• Consumidores com renda de 1 a 2 salários mínimos lideraram a demanda por crédito no acumulado de 12 meses, com alta de 35,2%;
• Mato Grosso (29,9%), Acre
(24,8%) e Roraima (24,4%) registraram os maiores avanços entre os estados.
A busca dos brasileiros por crédito
registrou crescimento de 16,5% no acumulado dos últimos 12 meses até junho,
segundo o Indicador de Demanda dos Consumidores por Crédito da Serasa Experian,
primeira e maior datatech do país. Entre as faixas de renda, os consumidores
que recebem de 1 a 2 salários mínimos apresentaram a maior alta no período
(35,2%). Na sequência apareceram aqueles com renda de até 1 salário mínimo
(18,1%), depois de 5 a 10 salários mínimos (16,1%) e acima de 10 salários
mínimos (12,9%).
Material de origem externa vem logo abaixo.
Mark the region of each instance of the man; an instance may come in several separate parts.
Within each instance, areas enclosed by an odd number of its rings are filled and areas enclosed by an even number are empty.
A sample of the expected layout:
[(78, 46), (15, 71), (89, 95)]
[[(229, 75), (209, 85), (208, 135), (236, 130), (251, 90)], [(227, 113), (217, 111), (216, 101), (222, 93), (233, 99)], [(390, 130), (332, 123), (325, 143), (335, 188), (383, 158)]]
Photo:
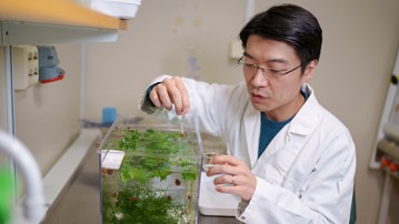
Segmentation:
[[(253, 17), (241, 30), (245, 83), (209, 84), (163, 75), (141, 109), (198, 120), (230, 155), (212, 159), (216, 190), (241, 197), (247, 223), (349, 223), (355, 144), (308, 84), (318, 64), (318, 20), (293, 4)], [(166, 110), (164, 110), (166, 109)], [(171, 118), (171, 116), (169, 116)]]

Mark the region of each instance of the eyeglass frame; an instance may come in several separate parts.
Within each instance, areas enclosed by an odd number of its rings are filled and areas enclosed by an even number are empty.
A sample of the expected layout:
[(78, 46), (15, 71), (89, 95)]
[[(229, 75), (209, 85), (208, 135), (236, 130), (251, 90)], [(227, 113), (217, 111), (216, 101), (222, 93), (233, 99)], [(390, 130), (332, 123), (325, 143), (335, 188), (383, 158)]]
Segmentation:
[[(253, 68), (253, 69), (256, 69), (256, 71), (255, 71), (255, 73), (253, 74), (256, 74), (257, 72), (258, 72), (258, 70), (260, 70), (261, 72), (262, 72), (262, 74), (263, 74), (263, 77), (266, 77), (266, 70), (268, 70), (268, 71), (270, 71), (272, 74), (277, 74), (278, 77), (283, 77), (283, 75), (286, 75), (286, 74), (289, 74), (289, 73), (291, 73), (291, 72), (293, 72), (295, 70), (297, 70), (297, 69), (299, 69), (301, 65), (302, 65), (302, 63), (300, 63), (298, 67), (296, 67), (296, 68), (293, 68), (293, 69), (290, 69), (290, 70), (288, 70), (288, 71), (276, 71), (276, 70), (272, 70), (272, 69), (270, 69), (270, 68), (262, 68), (262, 67), (258, 67), (258, 65), (256, 65), (256, 64), (250, 64), (250, 63), (246, 63), (242, 59), (245, 58), (246, 55), (242, 55), (238, 61), (237, 61), (237, 63), (239, 64), (239, 65), (242, 65), (243, 68), (245, 67), (248, 67), (248, 68)], [(252, 75), (253, 75), (252, 74)]]

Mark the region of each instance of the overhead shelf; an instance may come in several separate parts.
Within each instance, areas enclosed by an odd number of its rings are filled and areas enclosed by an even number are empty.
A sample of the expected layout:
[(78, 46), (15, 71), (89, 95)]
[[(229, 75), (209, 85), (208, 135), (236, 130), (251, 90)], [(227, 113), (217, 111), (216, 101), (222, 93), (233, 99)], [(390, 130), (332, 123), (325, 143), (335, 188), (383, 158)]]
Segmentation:
[(1, 45), (116, 41), (128, 21), (72, 0), (1, 0)]

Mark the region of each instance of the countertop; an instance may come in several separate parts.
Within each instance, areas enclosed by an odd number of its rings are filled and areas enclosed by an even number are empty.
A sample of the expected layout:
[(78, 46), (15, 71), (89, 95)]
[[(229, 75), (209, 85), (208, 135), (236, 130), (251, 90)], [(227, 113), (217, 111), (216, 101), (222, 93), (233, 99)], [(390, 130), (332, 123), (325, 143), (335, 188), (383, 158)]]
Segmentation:
[[(66, 186), (62, 195), (50, 207), (43, 224), (99, 224), (99, 143), (90, 149), (76, 175)], [(241, 223), (235, 217), (199, 215), (199, 224)]]

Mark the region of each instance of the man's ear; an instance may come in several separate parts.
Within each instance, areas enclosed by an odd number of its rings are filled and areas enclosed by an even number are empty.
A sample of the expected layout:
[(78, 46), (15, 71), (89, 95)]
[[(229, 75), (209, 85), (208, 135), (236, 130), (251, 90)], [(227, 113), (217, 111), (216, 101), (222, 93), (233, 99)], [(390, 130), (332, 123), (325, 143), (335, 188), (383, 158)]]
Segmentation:
[(302, 75), (303, 82), (308, 82), (309, 80), (311, 80), (311, 78), (313, 78), (313, 71), (317, 67), (318, 60), (312, 60), (309, 62), (309, 64), (306, 67), (305, 69), (305, 73)]

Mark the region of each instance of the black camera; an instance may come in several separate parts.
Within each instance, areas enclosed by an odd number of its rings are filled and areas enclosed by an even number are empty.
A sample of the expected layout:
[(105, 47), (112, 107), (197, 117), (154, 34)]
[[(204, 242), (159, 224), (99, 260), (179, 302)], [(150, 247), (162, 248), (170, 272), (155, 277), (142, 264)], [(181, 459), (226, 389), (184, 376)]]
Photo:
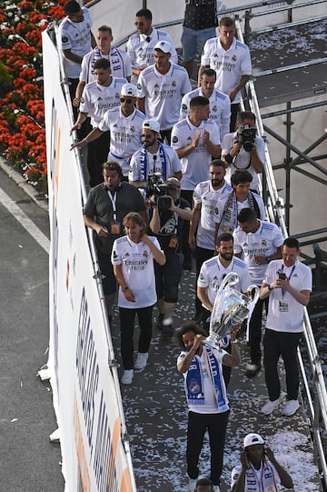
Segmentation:
[(254, 145), (256, 127), (251, 125), (242, 125), (238, 141), (246, 152), (251, 152)]

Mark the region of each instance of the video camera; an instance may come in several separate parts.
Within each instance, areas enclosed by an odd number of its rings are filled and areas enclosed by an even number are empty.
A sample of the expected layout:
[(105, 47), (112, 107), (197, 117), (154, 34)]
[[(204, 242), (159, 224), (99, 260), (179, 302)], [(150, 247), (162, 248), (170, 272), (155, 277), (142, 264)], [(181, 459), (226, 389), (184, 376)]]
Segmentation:
[(251, 152), (254, 145), (256, 127), (251, 125), (242, 125), (241, 133), (238, 134), (238, 142), (246, 152)]
[(168, 189), (175, 189), (174, 185), (168, 185), (163, 180), (161, 173), (153, 173), (148, 176), (145, 196), (150, 198), (154, 197), (154, 204), (159, 210), (168, 210), (172, 205), (172, 199), (167, 195)]

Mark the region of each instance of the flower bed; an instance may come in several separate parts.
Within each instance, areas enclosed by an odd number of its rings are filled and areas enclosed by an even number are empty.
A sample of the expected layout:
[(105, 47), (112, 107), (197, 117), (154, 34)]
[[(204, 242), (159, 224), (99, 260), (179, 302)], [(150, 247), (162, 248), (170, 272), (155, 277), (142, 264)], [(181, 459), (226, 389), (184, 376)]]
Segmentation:
[(64, 13), (58, 2), (3, 0), (0, 6), (0, 152), (46, 189), (41, 34)]

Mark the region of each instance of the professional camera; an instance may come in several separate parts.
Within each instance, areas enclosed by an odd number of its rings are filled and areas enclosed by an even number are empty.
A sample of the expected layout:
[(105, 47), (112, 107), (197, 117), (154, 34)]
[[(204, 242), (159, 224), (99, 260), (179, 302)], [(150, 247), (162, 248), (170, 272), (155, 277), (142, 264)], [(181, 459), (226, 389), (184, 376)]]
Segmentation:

Já a faixa de 2 a 5 salários mínimos permaneceu em retração
(-1,5%). Veja, no gráfico e na tabela abaixo, o detalhamento dos dados:
Para a economista-chefe da Serasa Experian, Camila Abdelmalack,
a composição da demanda reforça que o mercado de crédito continua refletindo um
ambiente macroeconômico desafiador. “O avanço mais intenso da demanda por
crédito entre os consumidores de menor renda mostra que, nesse segmento, a
necessidade de acesso ao crédito continua prevalecendo mesmo em um ambiente de
custo elevado. Isso reforça que, para muitas famílias, o crédito está menos
associado ao consumo discricionário e mais à administração do orçamento
doméstico e à manutenção das despesas essenciais", explica a executiva da
datatech.
Demanda por crédito ganhou força em Mato Grosso
Na
análise por Unidades Federativas (UFs), a procura por crédito apresentou
crescimento em todo o país ao longo dos últimos 12 meses, ainda que em intensidades
distintas entre os estados. Mato Grosso (29,9%) liderou o ranking nacional,
seguido do Acre (24,8%) e de Roraima (24,4%). Também se destacaram Amapá
(22,6%), Mato Grosso do Sul (22,1%) e Rio Grande do Sul (22,1%). Na outra
ponta, os menores crescimentos foram observados no Distrito Federal (11,4%),
Santa Catarina (12,8%) e São Paulo (13,2%). Confira o detalhamento estadual no
gráfico abaixo:
Variação anual manteve crescimento de dois dígitos
Na
comparação entre junho de 2026 e o mesmo mês do ano anterior, a demanda por
crédito cresceu 14,8%. Entre as faixas de renda, os consumidores com rendimento
de 1 a 2 salários mínimos registraram a maior expansão (50,8%), enquanto
aqueles com renda de 2 a 5 salários mínimos cresceram 7,4% e os de 5 a 10
salários mínimos, 2,7%. Já as demais faixas apresentaram retração. Confira o
detalhamento dos dados mês a mês no gráfico e na tabela abaixo:
Para a economista-chefe da datatech, “as
famílias de menor renda tendem a estar mais expostas às modalidades de crédito
rotativo, que concentram algumas das taxas de juros mais elevadas do mercado.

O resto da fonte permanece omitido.